OKLAHOMA CITY (AP) – Members of an anti-death penalty group said Monday they have little hope that Gov. Mary Fallin will commute the death sentence of an Oklahoma inmate scheduled to be executed Thursday.

Three members of the Oklahoma Coalition to Abolish the Death Penalty met with Fallin’s general counsel, Steve Mullins, to urge the governor to reverse her decision to deny clemency for Garry Thomas Allen, 56.

Allen’s attorneys contend he was mentally impaired when he killed 24-year-old Lawanna Gail Titsworth, the mother of his two children, on Nov. 21, 1986, in Oklahoma City. They say he had been self-medicating for an underlying mental illness, and that his mental condition had worsened.

Coalition board member James T. Rowan said the group does not expect Fallin to change her mind about clemency. He said Mullins indicated during the meeting that Allen’s clemency request “was a close case.”

“I’m satisfied that the governor has gone through an exhausting process,” Rowan said.

A spokesman for Fallin, Alex Weintz, confirmed the group met with Mullins and discussed Allen’s case. Weintz said Fallin appreciated their input but that there was no change in the status of the case.

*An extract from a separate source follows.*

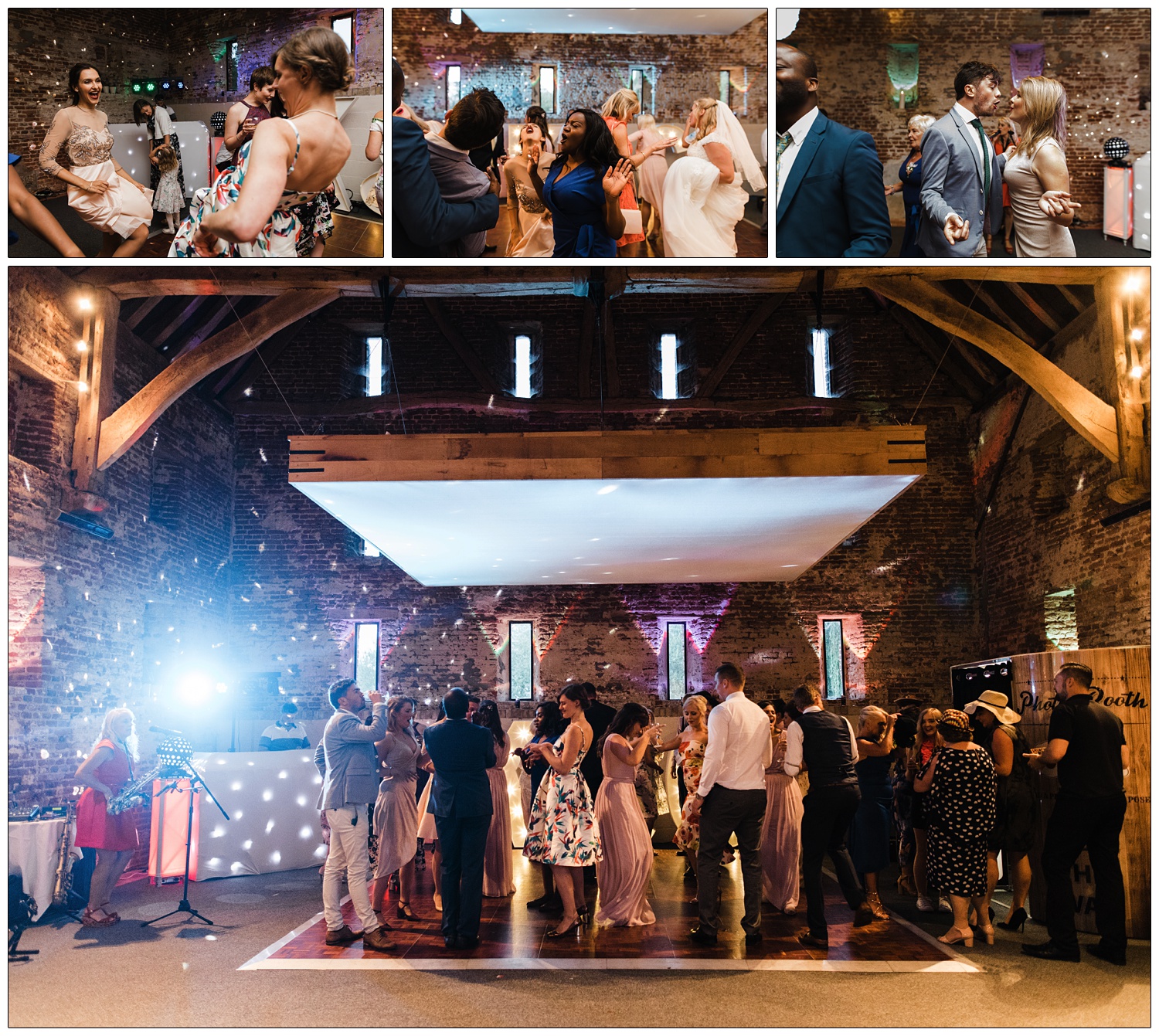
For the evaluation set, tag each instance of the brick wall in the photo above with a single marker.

“The execution is still scheduled for Thursday,” Weintz said.

Fallin denied clemency for Allen on March 13, but the coalition asked her to reconsider based on the state Pardon and Parole Board’s 4-1 recommendation in 2005 that Allen’s death penalty on a first-degree murder conviction be commuted to like in prison.

“That is a very exceptional factor,” said Rex Friend, another coalition board member.

Allen was shot in the face during a struggle with police after Titsworth’s shooting death and his attorneys said he was not competent to enter a blind plea of guilty to the murder charge.

Former Gov. Brad Henry never acted on the board’s 2005 clemency recommendation for Allen because a Pittsburg County judge issued a stay of execution after a prison psychological exam determined Allen had developed mental problems on death row. The doctor’s report noted Allen had dementia caused by seizures, drug abuse and the gunshot wound.

A 12-member jury was impaneled in 2008 to determine Allen’s sanity. Jurors rejected Allen’s argument that he should not be put to death and decided he was sane enough to be executed.

Friend said Fallin went through a long and detailed process that included meetings with prosecution and defense attorneys in the case before she made her decision to deny the Pardon and Parole Board’s recommendation. Rowan said Allen’s execution could still be blocked if prison officials believe he is not mentally competent.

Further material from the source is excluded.